How do I prepare for my MRI scan?
Very little preparation is required for a MRI scan. You can eat, drink, and take your medication as normal. Prior to the scan, you are encouraged to go to the bathroom due to the length of the examination.

You will be asked to remove all metallic items such as watches, jewelry, hair pins, eyeglasses, and hearing aids. Also, do not take any credit, bank, parking or insurance cards into the scan room because the magnet will erase the information on the magnetic strip. A locker will be provided for the safe keeping of your valuables. You should take the locker key into the magnet room with you for the security of your valuables but it must be left in an area that is designated to be safe by the technologist.

What can I expect during my visit to the MRI scan?
Upon arriving for your appointment, you will be greeted by a receptionist who will ask you to sign in and give you appropriate forms to complete. The staff will review the forms for completion and a billing representative will call you into our consultation room to discuss your insurance benefits.

The MRI scan is performed by a technologist specially trained to operate the MRI system and the images will be interpreted by a radiologist who is a physician specializing in interpreting medical diagnostic examinations. The MRI technologist will take you to a private area in the MRI department where they will review your medical history and the symptoms that are related to the examination that your doctor has ordered. The technologist will further explain you're examination, what's expected of you and answer any questions you might have.

When the scanner is operating you will hear a loud knocking sound and feel a vibration from the table. This is normal. You'll be asked to hold very still as motion will cause image blurring.
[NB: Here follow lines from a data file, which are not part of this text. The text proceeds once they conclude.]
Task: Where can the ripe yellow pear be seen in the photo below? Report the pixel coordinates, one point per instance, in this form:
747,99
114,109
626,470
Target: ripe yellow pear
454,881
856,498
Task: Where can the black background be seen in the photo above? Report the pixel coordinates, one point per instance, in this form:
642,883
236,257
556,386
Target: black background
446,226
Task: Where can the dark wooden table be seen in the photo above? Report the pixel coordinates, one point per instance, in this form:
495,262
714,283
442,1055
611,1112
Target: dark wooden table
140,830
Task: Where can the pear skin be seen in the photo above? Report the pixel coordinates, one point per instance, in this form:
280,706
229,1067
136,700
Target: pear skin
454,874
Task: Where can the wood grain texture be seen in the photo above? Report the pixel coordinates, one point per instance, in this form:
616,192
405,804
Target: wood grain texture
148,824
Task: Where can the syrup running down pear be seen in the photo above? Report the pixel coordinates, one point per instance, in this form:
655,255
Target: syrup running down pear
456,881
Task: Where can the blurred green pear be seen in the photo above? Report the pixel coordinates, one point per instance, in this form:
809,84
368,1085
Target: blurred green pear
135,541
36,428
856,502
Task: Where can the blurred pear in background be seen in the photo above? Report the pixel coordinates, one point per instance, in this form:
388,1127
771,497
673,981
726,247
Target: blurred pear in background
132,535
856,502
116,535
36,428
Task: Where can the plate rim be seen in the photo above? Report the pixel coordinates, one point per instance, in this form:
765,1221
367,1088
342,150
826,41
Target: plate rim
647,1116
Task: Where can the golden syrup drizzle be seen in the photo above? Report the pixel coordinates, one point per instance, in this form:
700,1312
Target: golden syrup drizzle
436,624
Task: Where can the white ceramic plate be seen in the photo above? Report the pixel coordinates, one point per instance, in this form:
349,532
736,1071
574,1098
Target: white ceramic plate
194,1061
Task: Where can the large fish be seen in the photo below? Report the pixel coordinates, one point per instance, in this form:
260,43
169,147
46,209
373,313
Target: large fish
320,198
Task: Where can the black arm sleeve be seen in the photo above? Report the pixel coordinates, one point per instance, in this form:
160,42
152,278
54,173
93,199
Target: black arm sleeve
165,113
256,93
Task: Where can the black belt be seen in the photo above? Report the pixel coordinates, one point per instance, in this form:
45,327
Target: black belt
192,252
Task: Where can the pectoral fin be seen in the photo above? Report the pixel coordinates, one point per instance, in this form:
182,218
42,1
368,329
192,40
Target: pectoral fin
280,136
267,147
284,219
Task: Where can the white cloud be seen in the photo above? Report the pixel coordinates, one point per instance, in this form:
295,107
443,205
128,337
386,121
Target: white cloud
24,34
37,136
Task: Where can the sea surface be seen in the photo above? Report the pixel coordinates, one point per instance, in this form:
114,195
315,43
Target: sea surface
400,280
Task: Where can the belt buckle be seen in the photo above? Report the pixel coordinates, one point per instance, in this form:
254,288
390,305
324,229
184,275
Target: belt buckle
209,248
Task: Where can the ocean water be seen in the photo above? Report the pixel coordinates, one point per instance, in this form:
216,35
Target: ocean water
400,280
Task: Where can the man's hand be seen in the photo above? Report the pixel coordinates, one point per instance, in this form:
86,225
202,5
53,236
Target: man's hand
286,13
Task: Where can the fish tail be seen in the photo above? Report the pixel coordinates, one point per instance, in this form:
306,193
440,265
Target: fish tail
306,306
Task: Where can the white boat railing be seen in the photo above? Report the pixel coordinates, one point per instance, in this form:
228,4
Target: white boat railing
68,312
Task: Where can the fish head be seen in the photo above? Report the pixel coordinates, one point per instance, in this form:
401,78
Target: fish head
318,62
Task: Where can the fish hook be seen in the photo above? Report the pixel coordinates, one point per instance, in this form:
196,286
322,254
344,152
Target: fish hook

How long will the MRI scan take?
Each MRI scan is different. Typically, scans can take between 20 and 60 minutes.

What will happen following my MRI scan?
Immediately following the scan, you may resume normal activities, diet and medications. There are no known reactions or side effects associated with MRI. The films from your examination will be taken to a radiologist who will interpret the images.

How do I find out the results of my MRI scan?
Your MRI scan will be reviewed by a radiologist. The radiologist will send a report to your physician, who will give you the results of your scan and plan the best course of treatment for your recovery.

Important Considerations

  • You should not have a MRI scan if you are pregnant or possibly pregnant.
  • It is very important to inform your doctor, his nurse or the MRI technologist prior to the scan if you have any of the following metal implants or objects. Your doctor will decide if you can safely be scanned.
    *Aneurysm clips: artificial heart valves: bullets: cardiac pacemakers: eye prosthesis: hip or knee prosthesis (less than six weeks): insulin pump implants: vascular clips (less than six weeks): middle or inner ear prosthesis: shrapnel: wire sutures (less than six weeks): metal filings or shavings in the face or eyes: TENS units (electronic nerve stimulator): wire mesh.
  • Additionally, if you have ever been a metal worker, it is important that you inform the doctor of this. If you have ever had a piece of metal penetrate your eyeball you must have an x-ray of your eyes to make sure that no metal remains before your MRI scan.

This information is asked on the MRI questionnaire and will be reviewed by the MRI technologist. By signing the questionnaire, you are stating that the answers are correct and that you are aware of the need to provide this information prior to MRI scan for your own safety.